“Stante la gravissima carenza d’organico, la direttrice è costretta a fare da poliziotto”. E’ la denuncia della Uil Pa sulle condizioni della Casa lavoro di Vasto. Per i sindacalisti Di Giovanni e Nardella “è arrivata l’ora di dichiarare il fallimento dell’accorpamento del Provveditorato pescarese con quello romano”

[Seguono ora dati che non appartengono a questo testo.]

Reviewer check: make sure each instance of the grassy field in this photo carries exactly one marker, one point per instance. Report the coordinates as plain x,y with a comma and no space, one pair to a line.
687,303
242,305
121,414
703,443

Il carcere di Vasto sta “morendo” di carenza organica. E’ quanto sostiene il segretario generale e quello regionale della Uil Pa polizia penitenziaria Abruzzo Ruggero Di Giovanni e Mauro Nardella. “La situazione è tragica a tal punto”, dicono i sindacalisti, “che la direttrice è stata costretta a fare il lavoro da poliziotta pur di garantire il servizio al quarto cancello. Una situazione questa che non ha eguali nella storia dei penitenziari italiani”.

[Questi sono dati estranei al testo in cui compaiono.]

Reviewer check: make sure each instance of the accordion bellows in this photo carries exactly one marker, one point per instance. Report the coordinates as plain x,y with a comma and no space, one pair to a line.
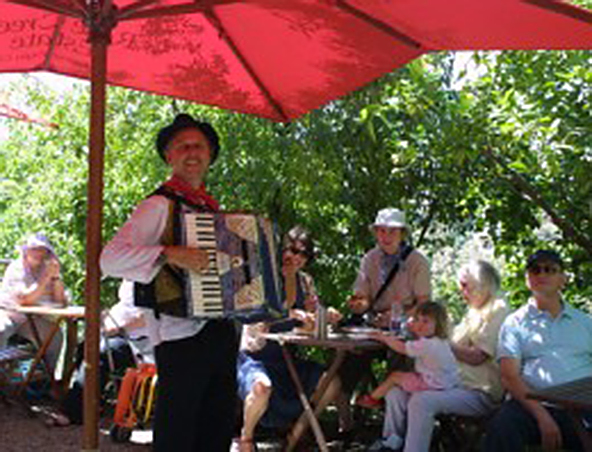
243,278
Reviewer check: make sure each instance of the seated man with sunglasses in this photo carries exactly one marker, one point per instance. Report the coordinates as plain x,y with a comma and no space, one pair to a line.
544,343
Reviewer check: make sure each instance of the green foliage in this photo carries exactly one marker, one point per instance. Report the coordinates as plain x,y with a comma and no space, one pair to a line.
447,154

Pagina nerissima quella vissuta al carcere di Torre Sinello. Secondo quanto riferito dal sindacato, su una pianta organica di 99 unità di polizia penitenziaria, a seguito di 52 pensionamenti nei 3 anni, malattie a lungo termine e 22 agenti in aspettative speciali, attualmente la direzione della Casa lavoro di Vasto dispone solo di 15 unità del ruolo agenti e assistenti di cui 6 per il servizio a turno di ben 4 sezioni detentive (di norma, dice la Uil Pa, ce ne vorrebbero almeno 20) e quindi sufficienti a malapena a coprire un solo turno; 4 assistenti per garantire il servizio delle traduzioni e dei piantonamenti (numero addirittura insufficiente per garantire il piantonamento attualmente in corso di un internato straniero senza fissa dimora già evaso in passato).

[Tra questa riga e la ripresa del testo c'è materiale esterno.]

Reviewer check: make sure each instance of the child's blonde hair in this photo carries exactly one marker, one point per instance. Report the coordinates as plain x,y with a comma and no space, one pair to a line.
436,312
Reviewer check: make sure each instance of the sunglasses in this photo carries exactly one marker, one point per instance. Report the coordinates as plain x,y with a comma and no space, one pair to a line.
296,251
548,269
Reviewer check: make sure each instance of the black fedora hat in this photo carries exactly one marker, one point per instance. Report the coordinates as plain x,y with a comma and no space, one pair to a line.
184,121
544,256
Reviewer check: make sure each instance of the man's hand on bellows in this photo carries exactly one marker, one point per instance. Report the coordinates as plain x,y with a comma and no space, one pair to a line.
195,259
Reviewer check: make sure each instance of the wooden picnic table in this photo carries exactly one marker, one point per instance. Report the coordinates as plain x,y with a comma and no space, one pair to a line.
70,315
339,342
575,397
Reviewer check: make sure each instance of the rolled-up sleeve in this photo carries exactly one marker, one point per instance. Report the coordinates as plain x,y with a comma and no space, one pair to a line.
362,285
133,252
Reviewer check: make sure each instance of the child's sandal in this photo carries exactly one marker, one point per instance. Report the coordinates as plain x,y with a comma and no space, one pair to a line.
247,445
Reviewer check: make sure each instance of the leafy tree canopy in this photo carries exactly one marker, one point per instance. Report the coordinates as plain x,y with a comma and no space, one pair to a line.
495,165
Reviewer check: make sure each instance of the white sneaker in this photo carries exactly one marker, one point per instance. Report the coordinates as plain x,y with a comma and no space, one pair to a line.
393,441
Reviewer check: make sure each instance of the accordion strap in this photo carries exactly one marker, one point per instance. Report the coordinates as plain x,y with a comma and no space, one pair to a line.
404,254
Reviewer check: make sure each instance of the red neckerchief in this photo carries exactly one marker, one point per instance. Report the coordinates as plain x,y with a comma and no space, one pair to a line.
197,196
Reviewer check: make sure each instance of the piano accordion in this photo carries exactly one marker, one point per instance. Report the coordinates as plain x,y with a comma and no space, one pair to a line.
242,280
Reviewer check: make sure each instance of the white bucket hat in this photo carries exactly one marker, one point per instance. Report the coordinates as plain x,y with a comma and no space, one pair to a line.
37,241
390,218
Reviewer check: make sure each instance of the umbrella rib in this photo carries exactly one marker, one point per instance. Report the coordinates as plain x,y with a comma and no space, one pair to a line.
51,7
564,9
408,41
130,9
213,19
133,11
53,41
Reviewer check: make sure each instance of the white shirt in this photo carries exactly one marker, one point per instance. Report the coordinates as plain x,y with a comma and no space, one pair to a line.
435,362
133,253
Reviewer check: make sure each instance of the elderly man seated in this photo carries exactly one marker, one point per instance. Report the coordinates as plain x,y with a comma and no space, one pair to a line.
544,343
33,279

“Per almeno un mese e in barba a contratti che impongono il riposo settimanale”, denunciano i sindacalisti Uil, “è stato deciso di non dare i riposi al personale. Se a tutto questo aggiungiamo il fatto che la Direzione non ha potuto per oggettiva impossibilità contrattare con le parti sociali la distribuzione del fondo incentivante, la “morte” amministrativa è servita. Stante la situazione deprecabile e che ha superato, senza tema di essere smentiti, la decenza più totale non possiamo che definire altamente fallimentare la scelta fatta qualche anno fa di accorpare il Provveditorato abruzzese con quello laziale. Crediamo”, concludono Di Giovanni e Nardella, “sia giunta l’ora di fare ridisegnare la geografia dell’amministrazione penitenziaria riportando a Pescara la sede dell’ufficio territoriale più importante in chiave regionale”.